Bovendien spelen er praktische problemen, zoals het gebrek aan locaties en de vaak ellenlange procedures die gepaard gaan bij het verlenen van vergunningen. Want, waarom moet dit grasveld wel plaatsmaken voor huizen, en dat andere niet? En dan is er nog het onopgeloste stikstofprobleem, waardoor de bouw al langer op de rem staat.
Het goede nieuws is dat we één miljoen extra woningen ook niet allemaal nieuw hoeven te bouwen. Sterker nog, die staan er al. Veel bestaande huizen worden namelijk steeds extensiever bewoond. ‘We’ wonen tegenwoordig gemiddeld op 65m2, alleen of met zijn tweeën in huizen waar vroeger hele gezinnen woonden. Nederland heeft nog nooit zo groot gewoond. In buurlanden wordt ‘krapper’ gewoond: in Duitsland en Vlaanderen is dat nog geen 47m2 per persoon. In 40 procent van alle huizen hier woont maar één persoon, villa’s en studio’s opgeteld. De vergrijzing zal daar nog een schepje bovenop doen.
Intensiever gebruik
Nieuwbouw alleen is onvoldoende om het woningtekort op te lossen. Zeker op de korte termijn. Kenniscentrum Platform31 verkent daarom andere oplossingen om woningen intensiever te gebruiken. Die zijn er genoeg. Een paar voorbeelden. De kostendelersnorm verhindert dat mensen met een uitkering gaan samenwonen. Die tweede woning houd je dan maar aan. Splitsing van ruime eengezinswoningen wordt eerder tegengegaan dan aangemoedigd.

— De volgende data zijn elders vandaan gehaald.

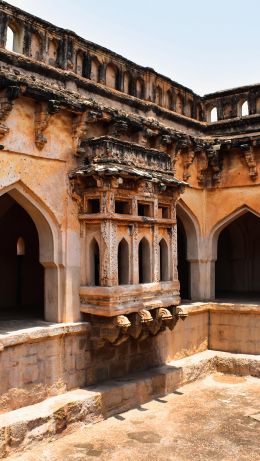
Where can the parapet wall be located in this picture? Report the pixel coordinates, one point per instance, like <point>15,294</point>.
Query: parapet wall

Hetzelfde geldt voor het verbouwen van een garage of tuinhuisje tot woonruimte. Overal liggen platte daken braak, in Rotterdam alleen al 18 km2. Reken eens uit hoeveel (lichtgewicht) huizen daarop passen. Veel senioren blijken een sluimerende verhuiswens te hebben, maar blijven toch in hun grote eengezinshuis wonen. Aantrekkelijk aanbod voor hen ontbreekt, dus laten ze de bovenverdiepingen maar leeg staan. En zo kunnen we moeiteloos doorgaan.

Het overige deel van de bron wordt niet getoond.